Ya me teneis de nuevo con vosotros y vengo a contaros una historia sobre uno de los lugares que más me gustan de mi Sevilla: El monumento a los tres amores de Becquer. Cuando era pequeña mis padres me llevaban al parque de María Luisa (supongo que como a todos los niños de mi generación) y recuerdo la primera vez que lo ví, tenía  yo como unos 8 ó 9 años, y era una tarde nublada, ibamos hacia el coche porque amenzaba con llover y pasamos por allí de casualidad, y me llamó la atención ver aquel hombre de bronce con flechas sobre su pecho, me quedé mirándolo absorta… durante mi infancia jamás olvidé esa temible imagen.

Años más tarde comencé a investigar sobre el lugar y fui descubriendo el resto del conjunto, la beleza de susfacciones, la sensibilidad de su construcción…y cada vez me fui enamorando más y más del lugar…recomiendo paseen por él siempre que tengan ocasión y sobre todo si es muy temprano recien amanecido el día o al atardecer. Si hubiera bruma o niebla mucho mejor…

Entren por la entrada principal del Parque, la de la Exposición Iberoamericana de 1.929, es decir, a la que se accede por la Pasarela, la confluencia de la Glorieta de El Cid, la plaza de San Diego, la calle Palos de la Frontera, y las avenidas de Portugal y María Luisa. Entren por allí y no dejen de admirar los gigantescos laureles de indias. Al entrar en el parque por su avenida principal, la de Isabel la Católica, a unos 50 metros a la derecha encontrarán una calle, la Avenida de Gustavo Adolfo Bécquer. Enseguida lo verán…

Lo primero que nos llama la atención es que estamos ante una escultura ecológica ,un árbol forma parte de él, en concreto un taxodio o ciprés de los pantanos plantado en 1850, que queda envuelto por el grupo escultórico, lo que a provocado que por el crecimiento del mencionado árbol , se hayan tenido que acometer diversas reformas. Quedando un conjunto de árbol, mármol y bronce , perfecto. En el centro de esta escultura vemos a Gustavo Adolfo Becquer sobre una pilastra clásica, envuelto por una capa española plegada sobre el hombro izquierdo a modo de una clámide griega. A su izquierda toca la pilastra la figura de Eros-Cupido niño en bronce, que como jugando , trata de saetear , el corazón de unas de las tres jóvenes sedentes, en mármol.
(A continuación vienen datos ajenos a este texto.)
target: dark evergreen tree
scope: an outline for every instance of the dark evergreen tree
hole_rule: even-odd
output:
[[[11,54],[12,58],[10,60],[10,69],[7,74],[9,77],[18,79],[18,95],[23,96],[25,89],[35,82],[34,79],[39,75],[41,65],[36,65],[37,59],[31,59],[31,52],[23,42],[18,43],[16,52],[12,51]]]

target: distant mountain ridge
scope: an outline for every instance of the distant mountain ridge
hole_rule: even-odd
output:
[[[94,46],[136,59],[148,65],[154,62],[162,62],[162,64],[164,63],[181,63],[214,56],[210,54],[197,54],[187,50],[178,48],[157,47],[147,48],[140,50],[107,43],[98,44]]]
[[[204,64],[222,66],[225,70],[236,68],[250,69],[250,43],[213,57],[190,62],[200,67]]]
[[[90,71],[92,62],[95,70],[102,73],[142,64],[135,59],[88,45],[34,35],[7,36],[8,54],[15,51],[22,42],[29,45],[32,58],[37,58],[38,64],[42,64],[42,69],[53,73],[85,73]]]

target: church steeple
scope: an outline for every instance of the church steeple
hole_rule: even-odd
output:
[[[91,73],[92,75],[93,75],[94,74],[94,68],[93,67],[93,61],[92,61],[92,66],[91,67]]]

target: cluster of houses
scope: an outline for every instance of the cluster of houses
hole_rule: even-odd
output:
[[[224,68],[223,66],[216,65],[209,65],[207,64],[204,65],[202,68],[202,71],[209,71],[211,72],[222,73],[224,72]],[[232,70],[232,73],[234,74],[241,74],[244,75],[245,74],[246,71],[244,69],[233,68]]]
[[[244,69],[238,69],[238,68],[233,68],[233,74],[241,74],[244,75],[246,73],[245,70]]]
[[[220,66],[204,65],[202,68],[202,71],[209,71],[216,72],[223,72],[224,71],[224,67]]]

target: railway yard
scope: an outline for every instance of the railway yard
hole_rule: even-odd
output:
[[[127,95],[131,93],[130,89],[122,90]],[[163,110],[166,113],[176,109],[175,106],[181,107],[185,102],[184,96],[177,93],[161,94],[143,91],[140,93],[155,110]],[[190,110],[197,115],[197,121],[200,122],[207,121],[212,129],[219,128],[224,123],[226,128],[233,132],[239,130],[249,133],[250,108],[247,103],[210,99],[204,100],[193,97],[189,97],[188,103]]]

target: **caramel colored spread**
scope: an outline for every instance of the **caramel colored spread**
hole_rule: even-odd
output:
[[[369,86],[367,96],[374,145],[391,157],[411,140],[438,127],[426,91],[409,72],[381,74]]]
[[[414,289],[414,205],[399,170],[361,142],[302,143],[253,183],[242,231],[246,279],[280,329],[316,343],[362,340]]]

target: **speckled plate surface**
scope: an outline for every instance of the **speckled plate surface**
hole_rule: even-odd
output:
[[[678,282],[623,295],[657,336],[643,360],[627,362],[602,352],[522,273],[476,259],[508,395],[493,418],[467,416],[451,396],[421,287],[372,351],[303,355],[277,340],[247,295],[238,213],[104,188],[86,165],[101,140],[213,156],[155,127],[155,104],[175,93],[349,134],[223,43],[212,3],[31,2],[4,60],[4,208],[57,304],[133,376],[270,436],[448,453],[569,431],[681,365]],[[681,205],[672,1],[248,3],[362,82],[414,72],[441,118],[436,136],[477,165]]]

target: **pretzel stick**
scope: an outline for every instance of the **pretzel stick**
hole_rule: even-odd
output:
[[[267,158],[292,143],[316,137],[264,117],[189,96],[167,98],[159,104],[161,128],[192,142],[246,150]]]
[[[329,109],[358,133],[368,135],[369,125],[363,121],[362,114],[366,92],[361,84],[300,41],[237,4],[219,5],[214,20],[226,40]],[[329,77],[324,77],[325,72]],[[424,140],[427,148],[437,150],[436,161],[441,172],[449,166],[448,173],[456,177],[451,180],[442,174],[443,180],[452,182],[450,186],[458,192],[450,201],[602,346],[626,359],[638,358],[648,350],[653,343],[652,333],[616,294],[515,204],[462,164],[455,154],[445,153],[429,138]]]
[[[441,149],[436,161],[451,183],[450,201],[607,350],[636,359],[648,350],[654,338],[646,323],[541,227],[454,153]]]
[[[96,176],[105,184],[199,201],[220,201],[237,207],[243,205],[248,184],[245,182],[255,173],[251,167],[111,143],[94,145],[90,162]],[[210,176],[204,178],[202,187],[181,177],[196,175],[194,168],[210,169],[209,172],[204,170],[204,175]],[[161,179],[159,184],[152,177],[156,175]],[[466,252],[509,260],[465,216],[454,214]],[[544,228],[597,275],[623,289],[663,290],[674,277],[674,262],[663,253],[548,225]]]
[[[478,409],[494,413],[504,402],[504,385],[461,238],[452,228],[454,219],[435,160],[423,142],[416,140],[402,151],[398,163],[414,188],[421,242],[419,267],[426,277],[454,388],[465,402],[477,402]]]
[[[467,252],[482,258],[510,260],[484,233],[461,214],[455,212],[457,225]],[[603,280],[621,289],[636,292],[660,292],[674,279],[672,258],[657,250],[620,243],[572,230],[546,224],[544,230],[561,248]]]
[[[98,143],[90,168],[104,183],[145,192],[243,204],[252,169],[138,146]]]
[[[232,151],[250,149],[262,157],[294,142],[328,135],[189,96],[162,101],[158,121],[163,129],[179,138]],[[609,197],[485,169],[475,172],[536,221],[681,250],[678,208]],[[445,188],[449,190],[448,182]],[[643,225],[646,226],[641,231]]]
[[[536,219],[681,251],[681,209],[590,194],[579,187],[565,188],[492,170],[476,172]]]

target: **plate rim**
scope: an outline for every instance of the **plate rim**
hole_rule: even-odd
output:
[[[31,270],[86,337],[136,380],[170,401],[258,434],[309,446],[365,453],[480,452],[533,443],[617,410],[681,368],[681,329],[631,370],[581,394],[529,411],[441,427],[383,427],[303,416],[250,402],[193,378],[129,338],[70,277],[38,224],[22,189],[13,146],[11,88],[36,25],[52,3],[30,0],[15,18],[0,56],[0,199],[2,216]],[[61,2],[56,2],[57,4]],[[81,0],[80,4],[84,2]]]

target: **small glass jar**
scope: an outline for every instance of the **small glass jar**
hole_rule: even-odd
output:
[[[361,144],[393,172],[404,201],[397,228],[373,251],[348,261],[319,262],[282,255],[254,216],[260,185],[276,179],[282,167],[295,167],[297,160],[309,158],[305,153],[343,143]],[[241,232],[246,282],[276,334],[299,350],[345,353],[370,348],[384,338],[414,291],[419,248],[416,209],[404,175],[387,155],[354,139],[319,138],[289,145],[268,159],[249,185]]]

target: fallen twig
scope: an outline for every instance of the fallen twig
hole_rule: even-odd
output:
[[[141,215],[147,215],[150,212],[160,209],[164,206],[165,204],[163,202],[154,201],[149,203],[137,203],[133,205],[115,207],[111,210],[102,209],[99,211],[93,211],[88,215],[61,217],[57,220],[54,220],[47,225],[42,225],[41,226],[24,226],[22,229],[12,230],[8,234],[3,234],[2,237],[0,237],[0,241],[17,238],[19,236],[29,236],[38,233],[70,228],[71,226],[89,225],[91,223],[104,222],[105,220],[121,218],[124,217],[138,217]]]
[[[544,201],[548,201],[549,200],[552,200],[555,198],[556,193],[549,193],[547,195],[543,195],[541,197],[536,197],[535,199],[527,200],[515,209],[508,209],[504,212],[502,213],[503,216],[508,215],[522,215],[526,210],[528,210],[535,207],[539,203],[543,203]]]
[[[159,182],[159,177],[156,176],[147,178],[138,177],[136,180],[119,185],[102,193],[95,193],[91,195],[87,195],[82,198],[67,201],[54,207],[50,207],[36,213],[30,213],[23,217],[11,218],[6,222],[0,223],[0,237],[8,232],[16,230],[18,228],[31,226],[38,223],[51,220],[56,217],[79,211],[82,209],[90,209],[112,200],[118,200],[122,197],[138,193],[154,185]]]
Recuerden la Rima II :“Saeta que voladora //Cruza arrojada al azar ,//Sin adivinarse donde // Temblando se clavara”

Archivo:SevillaGlorietaDeBecquer03.JPG

Las tres mujeres sedentes realizas en marmol al igual que casi todo el conjunto menos cupido son el “amor poseído o pleno” (la joven que mira al cielo) y el “amor perdido” (la joven cabizbaja con las flores marchitas en la falda) y  el “amor ilusionado” la joven con mantilla que lleva sus manos al rostro y y que parece exclamar :“Hoy la tierra y los cielos me sonríen; // Hoy llega al fondo de mi alma el Sol ;//Hoy le he visto …le he visto y me ha mirado…//!Hoy creo en Dios!/” (Rima XVII).

Al lado izquierdo del busto del poeta, un cupido joven , yace herido, con un ala rota y un puñal en la espalda , que representa el desengaño amoroso, la traición amorosa, parece la plasmación escultórica de su Rima XLVI :“Me han herido rescatándose en las sombras,// Sellándose con un beso de traición // Los brazos me echó al cuello y por la espalda // Partióme a sangre fría el corazón”.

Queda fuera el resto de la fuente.